Participants appeared to find the process quite intuitive and did not need help from our team.
What did you think about the process of putting together the water filter? Did you find it easy? Why or why not?
All three participants mentioned that they found the process to be pretty easy to put together and did not need instructions.
One participant mentioned that perhaps labeling the top and bottom parts of the filter would be a nice addition.
Another participant really appreciated the size of the water filter.
What do you enjoy most and least about the water filter?
All participants mentioned that they think the size of the water filter is good for on-the-go purposes.
One participant also brought up how they really enjoyed how the water filter goes inside the cup and that it’s a good design.
Another mentioned that they really enjoyed the bag.

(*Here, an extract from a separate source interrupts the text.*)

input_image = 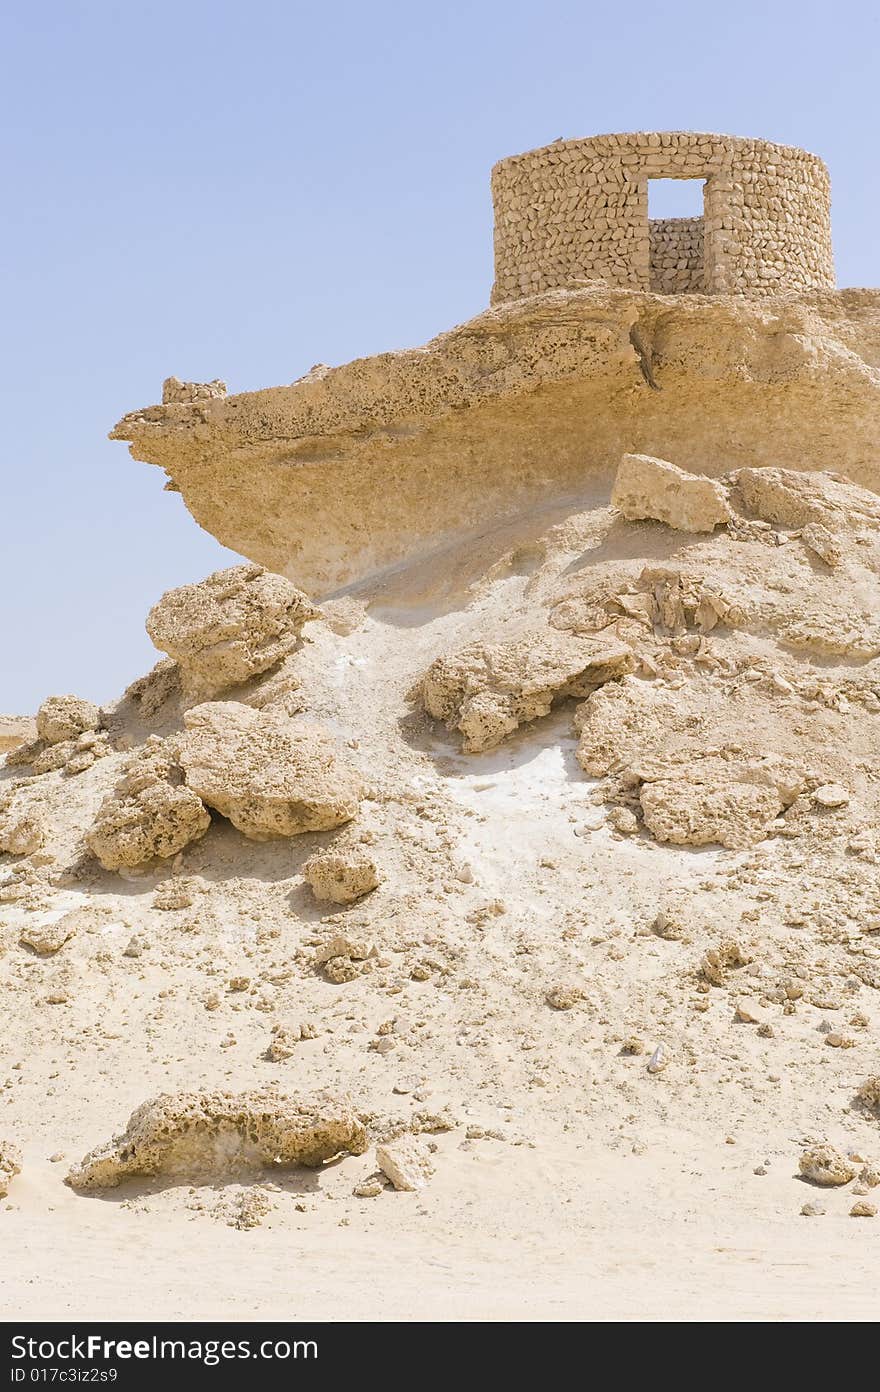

It was also mentioned that something they did not enjoy was that the filter only really works well under a stream of some sort, and not a pond, for instance.
In-class Design Critique
In class, we displayed our final prototype and past iterations for critique. Our peers went around the classroom in a gallery walk manner and left feedback on our designs. We asked them to review our design in terms of our goals, including impact, desirability, and usability.
Positive feedback:
“I love how perfect you got the tolerances. Good job on your iteration process!”
“Good storytelling in the video prototype; it demonstrates your design well.”
“I like that you upcycled the umbrella fabric for the soft goods prototype.”
“I like that you utilized different colors for the 3D prints because it makes it easier to assemble.”
Areas for opportunity:
“Label the top and bottom of the filter to make the assembling process clearer.”
“Adding a handle to the bag might be useful.”
“Iron the high fidelity soft goods prototype for a cleaner look.”
“It was difficult to take apart the inner cartilage; it may be due to the 3D printed material.”
Reflection
I was really proud of the work that my team and I had accomplished in the end. However, this project was not without its challenges. The hardest part of this process was definitely the ideation process and being able to compromise with one another and narrow down to one idea to focus on. However, when we finally decided to hone in on creating a water filter, the process was quite smooth. I was in charge of creating the final demo video, and I was very proud of how I put it together. I really believe that the demo video showed our team’s process with great detail, but also not being very long. Something that I would make sure to do differently in another prototyping project would be to try to start a little earlier so that we would have more opportunities to iterate and create more prototypes.
Working in a team, specifically with the goal of prototyping, can certainly have its difficulties. Specifically, because people want to go in such different directions a lot of the time, which is what happened in my final project group in the beginning. However, this made me really experience and understand how important it is to communicate your thoughts/opinions in a team, but at the same time be open to new ideas and compromising. I also found it to be very beneficial working in a team because we are able to create more prototypes and designs in a short amount of time.